Beyond Whisper: what else is out there
Whisper is the most mature option, but the field is moving. Here is what else you should know about:
NVIDIA Canary-Qwen-2.5B currently tops the Open ASR Leaderboard with 5.63% WER — better than Whisper’s 7.4%. But it is English-only, requires NeMo toolkit setup, and needs substantially more VRAM. Worth watching for English-heavy workloads if you have a beefy GPU.
Distil-Whisper strips the Whisper large-v3 down to 756M parameters while staying within 1% of its accuracy. It runs 5–6x faster than the full model and works as a drop-in replacement in faster-whisper. Good if you want Whisper-level quality but your GPU has limited VRAM.

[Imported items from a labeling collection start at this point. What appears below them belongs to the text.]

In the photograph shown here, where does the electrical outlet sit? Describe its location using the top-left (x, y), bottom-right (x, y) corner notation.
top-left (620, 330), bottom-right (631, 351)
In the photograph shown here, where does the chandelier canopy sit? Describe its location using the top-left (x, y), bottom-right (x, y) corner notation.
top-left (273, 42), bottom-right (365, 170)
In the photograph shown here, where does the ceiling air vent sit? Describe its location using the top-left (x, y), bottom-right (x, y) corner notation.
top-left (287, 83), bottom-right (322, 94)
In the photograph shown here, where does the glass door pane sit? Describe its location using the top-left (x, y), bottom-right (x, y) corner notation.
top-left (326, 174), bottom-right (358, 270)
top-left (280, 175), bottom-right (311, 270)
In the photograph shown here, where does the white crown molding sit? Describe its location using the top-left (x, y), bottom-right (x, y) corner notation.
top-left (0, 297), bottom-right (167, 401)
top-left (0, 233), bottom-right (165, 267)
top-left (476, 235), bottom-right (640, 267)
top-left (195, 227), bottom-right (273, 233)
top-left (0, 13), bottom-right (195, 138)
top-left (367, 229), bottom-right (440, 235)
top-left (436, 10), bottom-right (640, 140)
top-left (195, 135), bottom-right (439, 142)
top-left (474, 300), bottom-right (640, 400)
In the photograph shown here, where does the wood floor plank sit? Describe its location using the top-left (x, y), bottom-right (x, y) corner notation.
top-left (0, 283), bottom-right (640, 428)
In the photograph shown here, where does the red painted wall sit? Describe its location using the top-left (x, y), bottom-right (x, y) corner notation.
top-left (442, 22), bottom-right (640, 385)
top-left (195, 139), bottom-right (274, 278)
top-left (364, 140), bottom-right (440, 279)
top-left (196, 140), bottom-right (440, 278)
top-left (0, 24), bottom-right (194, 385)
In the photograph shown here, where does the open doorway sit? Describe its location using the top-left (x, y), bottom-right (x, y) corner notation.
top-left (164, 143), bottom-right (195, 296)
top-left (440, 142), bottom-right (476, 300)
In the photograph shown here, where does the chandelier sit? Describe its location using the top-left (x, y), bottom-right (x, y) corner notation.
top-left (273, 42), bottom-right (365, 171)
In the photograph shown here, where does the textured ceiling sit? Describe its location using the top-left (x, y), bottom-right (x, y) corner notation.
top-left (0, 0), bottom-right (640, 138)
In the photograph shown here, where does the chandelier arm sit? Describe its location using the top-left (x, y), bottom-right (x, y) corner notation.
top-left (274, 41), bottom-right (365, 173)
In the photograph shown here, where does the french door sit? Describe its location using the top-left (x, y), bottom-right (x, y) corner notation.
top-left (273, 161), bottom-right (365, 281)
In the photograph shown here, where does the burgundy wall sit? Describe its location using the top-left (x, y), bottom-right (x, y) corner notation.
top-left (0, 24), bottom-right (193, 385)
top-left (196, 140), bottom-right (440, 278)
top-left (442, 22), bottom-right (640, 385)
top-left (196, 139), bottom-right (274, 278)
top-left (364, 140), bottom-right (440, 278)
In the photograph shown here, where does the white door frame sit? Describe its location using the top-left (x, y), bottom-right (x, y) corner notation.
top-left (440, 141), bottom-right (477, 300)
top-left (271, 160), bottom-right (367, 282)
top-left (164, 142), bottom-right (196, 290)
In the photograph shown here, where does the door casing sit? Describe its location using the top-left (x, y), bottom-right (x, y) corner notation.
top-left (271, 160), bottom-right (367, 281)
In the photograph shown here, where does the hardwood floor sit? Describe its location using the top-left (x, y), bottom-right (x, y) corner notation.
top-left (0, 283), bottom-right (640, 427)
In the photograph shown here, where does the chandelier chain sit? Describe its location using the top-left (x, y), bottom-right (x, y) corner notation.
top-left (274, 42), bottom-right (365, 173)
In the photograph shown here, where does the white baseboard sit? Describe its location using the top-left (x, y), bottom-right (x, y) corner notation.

OpenWhispr wraps Whisper and NVIDIA Parakeet in a desktop app with a clean GUI. If you want transcription without touching a terminal, this is the easiest path. Open source, works offline, available on macOS, Windows, and Linux.
Moonshine by Useful Sensors is built for edge devices — the smallest model is just 27 MB. If you need transcription on a Raspberry Pi or similar constrained hardware, this is worth a look.
What this means for privacy
Cloud transcription services process some of the most sensitive audio that exists: medical dictation, legal depositions, therapy sessions, journalism interviews, business negotiations. When you upload to a cloud service, you are trusting that company with the full content of those conversations — and trusting that their data handling, retention, and training policies actually match what they claim.
Running transcription locally eliminates that trust requirement entirely. Your audio stays on your hardware. There is no upload, no API call, no server-side logging, no fine print about model training. The accuracy is competitive with paid services, and the setup takes less time than reading most services’ privacy policies.
What you can do
- Start with whisper.cpp and the large-v3-turbo model — it covers 90% of use cases and runs well on most hardware from the last few years.
- Create the shell wrapper so you can transcribe files in one command.
- If you process audio regularly, set up faster-whisper with the batch script to handle whole directories at once.
- Audit what you are currently sending to cloud services. If you use Otter, Rev, or any cloud transcription, check their data retention policies. You might be surprised.
- For meetings, look into WhisperX — it adds speaker diarization (identifying who said what) on top of Whisper, also fully local.